(Reuters) - Canadian energy company Enbridge Inc (ENB.TO) said on Tuesday it put part of its Texas Eastern Appalachian Lease (TEAL) natural gas pipeline project in Ohio into service, according to a company filing with U.S. federal energy regulators.
TEAL is one of several gas pipelines designed to connect growing output in the Marcellus and Utica shale basins in Pennsylvania, West Virginia and Ohio with customers in other parts of the United States and Canada.
The U.S. Federal Energy Regulatory Commission (FERC) approved Enbridge’s request to put the 0.95-billion cubic feet per day (bcfd) TEAL project into service on Sept. 12.
One billion cubic feet of gas is enough to fuel about 5 million homes for a day.
TEAL was designed to provide additional supplies for the $2.6 billion NEXUS gas pipeline from Ohio to Michigan.
NEXUS is a partnership between Enbridge and Michigan energy company DTE Energy Inc (DTE.N).

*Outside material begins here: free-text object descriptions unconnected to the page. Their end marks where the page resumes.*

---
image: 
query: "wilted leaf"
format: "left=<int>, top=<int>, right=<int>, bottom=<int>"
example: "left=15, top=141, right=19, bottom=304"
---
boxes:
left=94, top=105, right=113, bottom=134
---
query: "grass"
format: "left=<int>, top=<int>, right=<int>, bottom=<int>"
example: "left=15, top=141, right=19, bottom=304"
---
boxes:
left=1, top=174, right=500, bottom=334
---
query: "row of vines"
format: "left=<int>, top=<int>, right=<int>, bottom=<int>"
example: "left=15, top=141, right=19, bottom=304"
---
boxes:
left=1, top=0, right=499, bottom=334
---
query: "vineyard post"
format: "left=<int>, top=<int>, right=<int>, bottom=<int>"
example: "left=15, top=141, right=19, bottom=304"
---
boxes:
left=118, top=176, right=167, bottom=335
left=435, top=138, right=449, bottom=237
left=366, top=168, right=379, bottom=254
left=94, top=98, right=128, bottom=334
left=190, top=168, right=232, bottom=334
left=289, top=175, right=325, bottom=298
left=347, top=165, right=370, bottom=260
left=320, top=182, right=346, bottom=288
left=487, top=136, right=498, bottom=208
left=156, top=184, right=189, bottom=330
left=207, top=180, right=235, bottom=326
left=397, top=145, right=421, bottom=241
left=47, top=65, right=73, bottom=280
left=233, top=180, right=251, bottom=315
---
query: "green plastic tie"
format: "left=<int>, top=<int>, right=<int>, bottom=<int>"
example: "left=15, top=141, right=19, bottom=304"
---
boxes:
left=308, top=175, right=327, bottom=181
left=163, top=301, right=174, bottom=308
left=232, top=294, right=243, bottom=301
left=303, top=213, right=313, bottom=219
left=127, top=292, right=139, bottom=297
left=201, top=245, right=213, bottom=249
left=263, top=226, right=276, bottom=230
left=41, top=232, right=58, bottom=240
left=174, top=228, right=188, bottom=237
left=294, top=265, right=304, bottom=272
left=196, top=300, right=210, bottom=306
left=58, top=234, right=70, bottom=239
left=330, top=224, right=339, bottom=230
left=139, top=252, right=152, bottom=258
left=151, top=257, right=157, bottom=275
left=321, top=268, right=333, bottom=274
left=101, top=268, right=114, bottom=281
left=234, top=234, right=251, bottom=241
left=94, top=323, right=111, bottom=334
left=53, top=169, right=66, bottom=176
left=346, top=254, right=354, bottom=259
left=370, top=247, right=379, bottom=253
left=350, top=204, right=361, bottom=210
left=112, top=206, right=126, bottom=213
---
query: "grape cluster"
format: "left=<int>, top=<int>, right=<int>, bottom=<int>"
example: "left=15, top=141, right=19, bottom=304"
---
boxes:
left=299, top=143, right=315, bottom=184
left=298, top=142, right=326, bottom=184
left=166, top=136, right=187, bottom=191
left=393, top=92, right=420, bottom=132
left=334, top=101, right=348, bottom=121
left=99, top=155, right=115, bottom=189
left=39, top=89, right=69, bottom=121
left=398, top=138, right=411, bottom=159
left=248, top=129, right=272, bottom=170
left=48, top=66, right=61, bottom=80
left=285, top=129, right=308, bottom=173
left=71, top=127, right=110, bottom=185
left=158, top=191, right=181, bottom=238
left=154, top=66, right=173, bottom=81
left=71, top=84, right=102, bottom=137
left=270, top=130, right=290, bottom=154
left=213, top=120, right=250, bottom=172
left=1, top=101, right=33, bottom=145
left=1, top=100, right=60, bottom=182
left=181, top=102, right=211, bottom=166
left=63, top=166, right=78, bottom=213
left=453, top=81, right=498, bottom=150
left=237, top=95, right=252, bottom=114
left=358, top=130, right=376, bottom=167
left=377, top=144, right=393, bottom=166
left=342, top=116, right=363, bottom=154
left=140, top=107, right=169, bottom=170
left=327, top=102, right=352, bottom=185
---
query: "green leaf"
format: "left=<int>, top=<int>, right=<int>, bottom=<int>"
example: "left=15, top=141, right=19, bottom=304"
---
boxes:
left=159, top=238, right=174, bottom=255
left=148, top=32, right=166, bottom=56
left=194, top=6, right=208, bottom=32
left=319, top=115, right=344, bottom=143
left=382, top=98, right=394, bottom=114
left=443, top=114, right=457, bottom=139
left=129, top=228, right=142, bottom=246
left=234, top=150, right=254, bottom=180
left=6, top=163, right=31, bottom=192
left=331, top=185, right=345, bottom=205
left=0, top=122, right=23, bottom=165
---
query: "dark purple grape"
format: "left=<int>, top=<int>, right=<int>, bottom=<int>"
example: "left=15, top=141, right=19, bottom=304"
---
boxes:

Enbridge projected it would be able to put both TEAL and NEXUS into service in the third quarter of 2018.
Enbridge asked FERC for permission to put part of NEXUS into service in September but is still waiting for that approval.
Once it enters service, the 255-mile (410-kilometer) NEXUS project will carry up to 1.5 bcfd of gas from the Marcellus and Utica shale fields to U.S. Midwest and Gulf Coast and Ontario inCanada.
New pipelines built to remove gas from the Marcellus and Utica basins have enabled shale drillers to boost output in the Appalachia region to a forecast record high of around 29.4 bcfd in October from 24.2 bcfd during the same month a year ago.
That represents about 36 percent of the nation’s total dry gas output of 81.1 bcfd expected on average in 2018. A decade ago, the Appalachia region produced just 1.6 bcfd, or 3 percent of the country’s total production in 2008.